User-Movie Rating Predictions - IBCF

# convert matrix
umr_matrix <- as(as.matrix(umr), "realRatingMatrix")

# run recommenderlab builtin function
recsys <- Recommender(data = umr_matrix, method = "IBCF", parameter = list(method = "Cosine"))
recsysTop5 <- predict(object = recsys, newdata = umr_matrix, n = 5)
top5items <- recsysTop5@items

head(top5items, n=5)

## $`78`
## [1] 153 306 265 168 327
## 
## $`127`
## [1]  34 145 221 271 312
## 
## $`170`
## [1] 355 342 274 142 113
## 
## $`175`
## [1] 223 336 268 172 225
## 
## $`190`
## [1] 210 326 204 280 140

Evaluate

eval_sets <- evaluationScheme(data = umr_matrix, method = "split", train = 0.7, given = 1, goodRating = 3, k = 1)

#IBCF
eval_recommender <- Recommender(data = getData(eval_sets, "train"), method = "IBCF", parameter = NULL)
eval_prediction <- predict(object = eval_recommender, newdata = getData(eval_sets, "known"), n = 10, type = "ratings")
calcPredictionAccuracy(x = eval_prediction, data = getData(eval_sets, "unknown"), byUser = FALSE)

##      RMSE       MSE       MAE 
## 0.9895285 0.9791667 0.7083333

Add Tag Weights (Content-Based)

Let’s explore recommendation for the first user.
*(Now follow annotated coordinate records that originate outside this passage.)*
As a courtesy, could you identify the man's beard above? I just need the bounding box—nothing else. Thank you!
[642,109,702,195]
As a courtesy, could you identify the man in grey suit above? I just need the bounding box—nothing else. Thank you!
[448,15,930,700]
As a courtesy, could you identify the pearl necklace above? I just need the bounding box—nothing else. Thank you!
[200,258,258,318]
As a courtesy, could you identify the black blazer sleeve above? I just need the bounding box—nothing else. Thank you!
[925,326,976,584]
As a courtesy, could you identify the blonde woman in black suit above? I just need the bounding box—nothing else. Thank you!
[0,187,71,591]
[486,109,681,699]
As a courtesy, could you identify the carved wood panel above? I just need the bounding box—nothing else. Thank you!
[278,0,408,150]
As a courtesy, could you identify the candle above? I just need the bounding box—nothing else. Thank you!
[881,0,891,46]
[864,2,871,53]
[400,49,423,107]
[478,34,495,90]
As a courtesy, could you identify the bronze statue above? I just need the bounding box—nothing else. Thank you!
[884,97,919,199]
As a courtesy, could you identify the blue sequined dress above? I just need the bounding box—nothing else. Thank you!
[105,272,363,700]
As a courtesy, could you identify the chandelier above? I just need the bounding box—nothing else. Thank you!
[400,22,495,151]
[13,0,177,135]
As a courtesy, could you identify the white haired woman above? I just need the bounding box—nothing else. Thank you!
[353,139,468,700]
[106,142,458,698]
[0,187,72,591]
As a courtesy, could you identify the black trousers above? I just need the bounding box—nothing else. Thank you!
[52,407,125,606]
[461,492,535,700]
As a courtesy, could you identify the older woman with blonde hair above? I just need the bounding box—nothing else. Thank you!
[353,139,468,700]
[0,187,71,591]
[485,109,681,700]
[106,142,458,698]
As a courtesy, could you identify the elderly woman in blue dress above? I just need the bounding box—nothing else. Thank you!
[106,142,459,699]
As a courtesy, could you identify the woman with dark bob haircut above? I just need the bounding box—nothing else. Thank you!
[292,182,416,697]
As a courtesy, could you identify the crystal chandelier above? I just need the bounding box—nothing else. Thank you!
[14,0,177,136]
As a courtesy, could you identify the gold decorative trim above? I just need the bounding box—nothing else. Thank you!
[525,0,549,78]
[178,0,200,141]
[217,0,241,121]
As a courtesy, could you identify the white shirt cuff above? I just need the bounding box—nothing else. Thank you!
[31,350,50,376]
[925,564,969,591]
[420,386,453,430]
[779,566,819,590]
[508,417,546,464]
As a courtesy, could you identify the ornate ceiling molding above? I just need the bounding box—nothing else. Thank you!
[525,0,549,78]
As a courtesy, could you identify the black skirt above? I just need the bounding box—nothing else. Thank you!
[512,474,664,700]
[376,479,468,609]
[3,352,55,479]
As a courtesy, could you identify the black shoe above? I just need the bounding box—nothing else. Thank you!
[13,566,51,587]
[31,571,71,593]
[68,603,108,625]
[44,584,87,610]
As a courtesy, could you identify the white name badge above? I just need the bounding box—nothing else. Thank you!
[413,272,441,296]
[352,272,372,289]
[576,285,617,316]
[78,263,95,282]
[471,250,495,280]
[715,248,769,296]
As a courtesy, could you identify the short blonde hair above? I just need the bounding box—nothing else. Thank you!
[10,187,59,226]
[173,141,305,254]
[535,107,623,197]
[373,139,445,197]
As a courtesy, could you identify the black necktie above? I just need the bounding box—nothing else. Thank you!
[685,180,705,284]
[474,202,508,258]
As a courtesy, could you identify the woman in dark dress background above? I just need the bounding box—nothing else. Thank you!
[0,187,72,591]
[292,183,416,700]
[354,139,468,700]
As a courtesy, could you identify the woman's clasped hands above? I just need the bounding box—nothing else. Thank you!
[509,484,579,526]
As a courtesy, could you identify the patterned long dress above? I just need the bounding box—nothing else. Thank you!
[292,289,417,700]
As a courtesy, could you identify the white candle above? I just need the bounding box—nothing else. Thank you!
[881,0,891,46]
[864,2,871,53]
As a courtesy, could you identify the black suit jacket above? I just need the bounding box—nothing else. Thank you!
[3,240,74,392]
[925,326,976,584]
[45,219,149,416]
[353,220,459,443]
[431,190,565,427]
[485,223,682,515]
We will take these recommendations and find their weight using the Movie-Tag and User-Tag Matrix.

user_one <- top5items[1]
mtp_rows<- which(rownames(mtp) %in% as.character(unlist(user_one)))
mtp_selected_rows <- mtp[mtp_rows,]

# get user weight
userweight <- utp["78",]

# multiply the movie tag weight with user tag column
finalresults <- as.matrix(mtp_selected_rows) %*% t(as.matrix(userweight))

# sort the results
finalmovies <- as.vector(rownames(finalresults))

user_results <- movies %>% filter(id %in% finalmovies) %>% select(title)
colnames(user_results) <- c("Top 5 Movies")

user_results

##               Top 5 Movies
## 1           Batman Forever
## 2             First Knight
## 3 Como agua para chocolate
## 4    Trois couleurs: Rouge
## 5                Tank Girl

Conclusion

From working on this project, the most challenging part I found was setting up data. Total of 90% of my time was consumed by how I should lay out the matrices so the rows and columns of movies and tags align. If I had filtered out movies from the movie-tag profile then I would have to update both ratings and user tag matrices. Working with 3 matrices to create subsets were not easy and I believe there is still lot more work involved in getting the data right.
As for making predictions, since algorithms were available to us, it was not as consuming to make predictions on ratings and then incorporate them with weight of tags.